Дмитрий Горчев - Жизнь без Карло. Музыка для экзальтированных старцев
Я очень хорошо понял, для кого выданы эти деньги, и немедленно истратил их все до копейки: купил какого-то шерстяного медведя, сникерсов, ядовитого зелёного напитка в пластмассовой бутылке и ещё чего-то из того, что продавалось тогда в коммерческих киосках.
В общем, праздник удался. Только вот зачем была нужна эта реформа, я так до сих пор и не понял.
Деревня. сентябрь. деньПопытался вырваться из заколдованного этого леса. То есть встал ни свет ни заря, умылся и даже почистил зубы (причесаться, правда, не нашлось чем, так что и так сойдёт), уложил в рюкзак то, что ношу с Собой, запер ворота на потешный навесной замок и отправился на железнодорожную станцию к дизелю до райцентра. Там в райцентре планировалось совершить решительно мне непонятные действия с причитающимися мне 0.6 га сельскохозяйственных угодий (о, это страшное слово «кадастр»).
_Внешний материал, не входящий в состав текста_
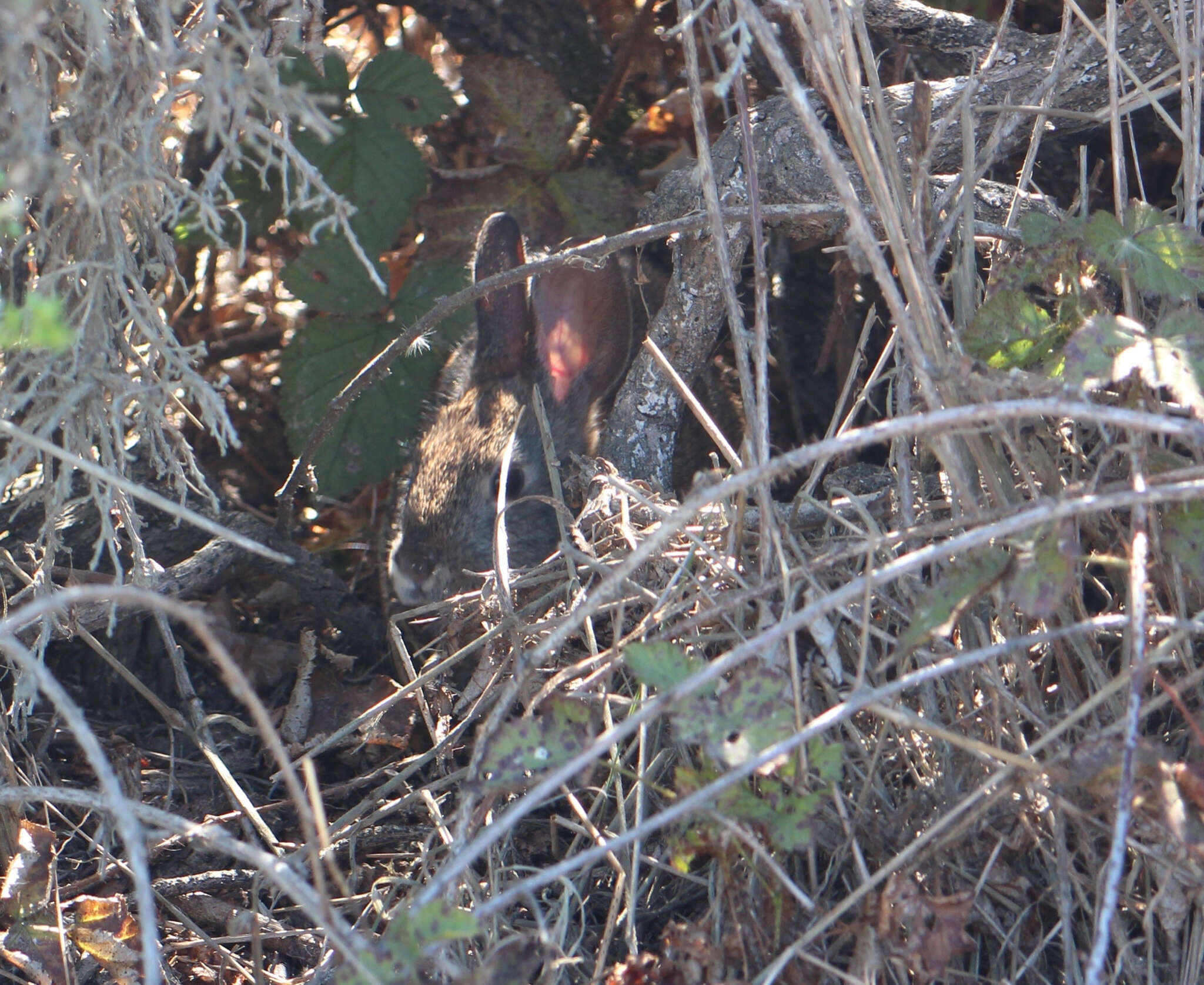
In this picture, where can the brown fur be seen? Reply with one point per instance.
(446, 525)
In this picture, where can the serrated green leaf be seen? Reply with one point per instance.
(661, 665)
(329, 277)
(1111, 348)
(560, 729)
(961, 585)
(1006, 329)
(1042, 576)
(403, 89)
(328, 353)
(377, 169)
(1183, 537)
(1163, 257)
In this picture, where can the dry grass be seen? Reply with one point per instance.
(976, 822)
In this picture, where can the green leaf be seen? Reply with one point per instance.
(1043, 575)
(329, 352)
(750, 714)
(1006, 329)
(961, 585)
(38, 324)
(296, 69)
(1183, 536)
(1099, 353)
(330, 277)
(594, 201)
(403, 89)
(789, 824)
(558, 730)
(377, 169)
(661, 665)
(1163, 257)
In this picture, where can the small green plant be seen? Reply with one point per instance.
(38, 324)
(753, 712)
(1045, 306)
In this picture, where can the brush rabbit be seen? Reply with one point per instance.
(570, 334)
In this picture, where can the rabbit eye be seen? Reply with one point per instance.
(514, 482)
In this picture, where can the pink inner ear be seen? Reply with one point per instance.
(564, 355)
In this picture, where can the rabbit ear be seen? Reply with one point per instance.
(583, 328)
(504, 318)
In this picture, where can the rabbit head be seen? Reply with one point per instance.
(570, 335)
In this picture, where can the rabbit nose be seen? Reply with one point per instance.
(414, 587)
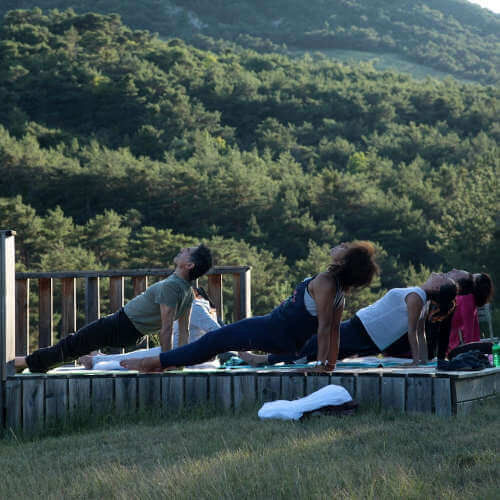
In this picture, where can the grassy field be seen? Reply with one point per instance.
(382, 62)
(370, 455)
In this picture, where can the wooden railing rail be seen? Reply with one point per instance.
(241, 276)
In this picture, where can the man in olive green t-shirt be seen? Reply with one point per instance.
(155, 309)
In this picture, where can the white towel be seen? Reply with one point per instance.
(292, 410)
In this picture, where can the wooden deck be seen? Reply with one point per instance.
(34, 401)
(31, 402)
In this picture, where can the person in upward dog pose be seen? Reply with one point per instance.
(393, 324)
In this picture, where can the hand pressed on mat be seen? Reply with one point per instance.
(144, 365)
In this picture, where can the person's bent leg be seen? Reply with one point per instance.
(115, 330)
(354, 339)
(259, 333)
(309, 351)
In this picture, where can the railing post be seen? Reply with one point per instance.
(45, 314)
(116, 293)
(7, 311)
(215, 293)
(68, 319)
(22, 316)
(139, 283)
(246, 293)
(92, 299)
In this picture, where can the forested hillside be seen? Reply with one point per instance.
(453, 36)
(117, 147)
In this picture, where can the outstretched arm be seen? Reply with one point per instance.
(414, 304)
(184, 328)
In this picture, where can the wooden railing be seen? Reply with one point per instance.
(92, 302)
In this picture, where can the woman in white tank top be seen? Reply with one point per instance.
(400, 312)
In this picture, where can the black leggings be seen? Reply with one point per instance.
(353, 340)
(115, 330)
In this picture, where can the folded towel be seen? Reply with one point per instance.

Я честно шёл! Ни разу не присел передохнуть и даже вспотел, карабкаясь с горки на горку. И всё равно опоздал к дизелю ровно на десять минут и остался стоять на пристанционной площади посёлка: слева почтовое отделение с надписью «киберпочта», каковое я ещё ни разу не видел открытым, справа магазин бакалейных продуктов и ещё один, который раньше назывался бы «смешанные товары»: в нём продают всё: от галош, керосина и цемента до мороженого и водки.
Махнул на всё рукой, купил в бакалейном магазине толстую бутылку такого креплёного пива, от которого с ужасом отшатнулся бы в городе Петербурге, дошёл до безымянного, ровно на полпути, озера, скинул рюкзак, откупорил пиво и уселся на берегу. И никого: купальный сезон закончился позавчера. Одна лишь куча пластикового, жестяного и стеклянного мусора посреди обгорелого пятна напоминает о летних забавах и утехах приезжих и проезжих.
Простучал над моей головой дятел и совершил надо мной круг летучий хищник, но я его не заинтересовал. Обследовала мою шею одинокая землеройная оса и тоже не впечатлилась.
Завтра ещё раз попробую уехать.
Дорога. ПетербургВо львовском поезде в полпятого утра за полтора часа до прибытия в город Петербург включают безжалостный люминесцентный свет.
Что может сделать пассажир за полтора часа? Поссать, умыться, покурить в тамбуре, выпить кофе, подумать и выпить ещё пива, опять покурить, сдать бельё, закинуть матрас на третью полку — вот и двадцать пять минут долой.
А дальше всё, дальше заниматься совершенно нехуем. Смотреть разве что в непроглядное ноябрьское окошко и вести обратный отсчёт тем станциям, с которыми с таким удовольствием расставался месяц тому назад: Сиверская, Вырица, Павловск, Паровозный Музей, Купчино, Воздухоплавательный Парк. И наконец говнотечка обводного канала — приехали, значит. Витебский вокзал.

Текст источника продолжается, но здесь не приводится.